Gorman was named chairwoman of the National Conference of State Legislatures last week, leaving us scratching our heads and wondering, "This can't be the same Pam Gorman who has held up a budget solution for the last two months, and then pissed and moaned about vacation time, can it?"
Well, it is.
"With the startling direction this Congress is taking, it is more
important than ever for state lawmakers to be active in organizations
such as NCSL where states' rights are a priority," Gorman says in a press release. "I am grateful for the opportunity to serve the state of
Arizona through my position with NCSL."
Gorman, in case anyone forgot, is the woman who, after a month of refusing to budge on a budget plan that included a 1-cent sales tax increase, abdicated her throne as senate majority whip.
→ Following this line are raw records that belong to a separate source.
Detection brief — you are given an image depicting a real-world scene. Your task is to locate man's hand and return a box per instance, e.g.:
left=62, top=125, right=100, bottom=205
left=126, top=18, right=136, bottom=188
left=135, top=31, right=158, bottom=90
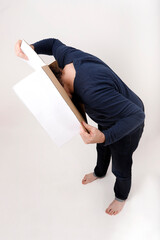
left=15, top=40, right=34, bottom=60
left=80, top=121, right=105, bottom=144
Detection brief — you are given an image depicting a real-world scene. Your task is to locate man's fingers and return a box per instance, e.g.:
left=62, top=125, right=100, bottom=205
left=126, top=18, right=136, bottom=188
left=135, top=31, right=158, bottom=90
left=82, top=121, right=93, bottom=132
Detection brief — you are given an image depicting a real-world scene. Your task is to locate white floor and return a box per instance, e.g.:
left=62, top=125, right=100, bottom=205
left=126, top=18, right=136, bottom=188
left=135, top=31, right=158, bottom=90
left=0, top=1, right=160, bottom=240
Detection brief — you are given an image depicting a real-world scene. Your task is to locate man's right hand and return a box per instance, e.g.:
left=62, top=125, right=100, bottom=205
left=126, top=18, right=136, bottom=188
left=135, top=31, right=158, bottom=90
left=15, top=40, right=34, bottom=60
After leaving the Senate floor in a Huff, Gorman disappeared on what
was later dubbed a "Midwest vacation," in the final heat of the budget
battle.
After leaders in the Senate couldn't get a hold of the wayward legislator to vote on a new budget plan, and in response to a New Times reader's e-mail, Gorman called the reader a fool, and defended her disappearing act by saying she is a part-time employee, and entitled to a vacation.
Hopefully, the trips to D.C. to take on her new roll with the NCSL will satisfy Gorman's travel bug, and she can spend the rest of her (part) time in Arizona actually legislating.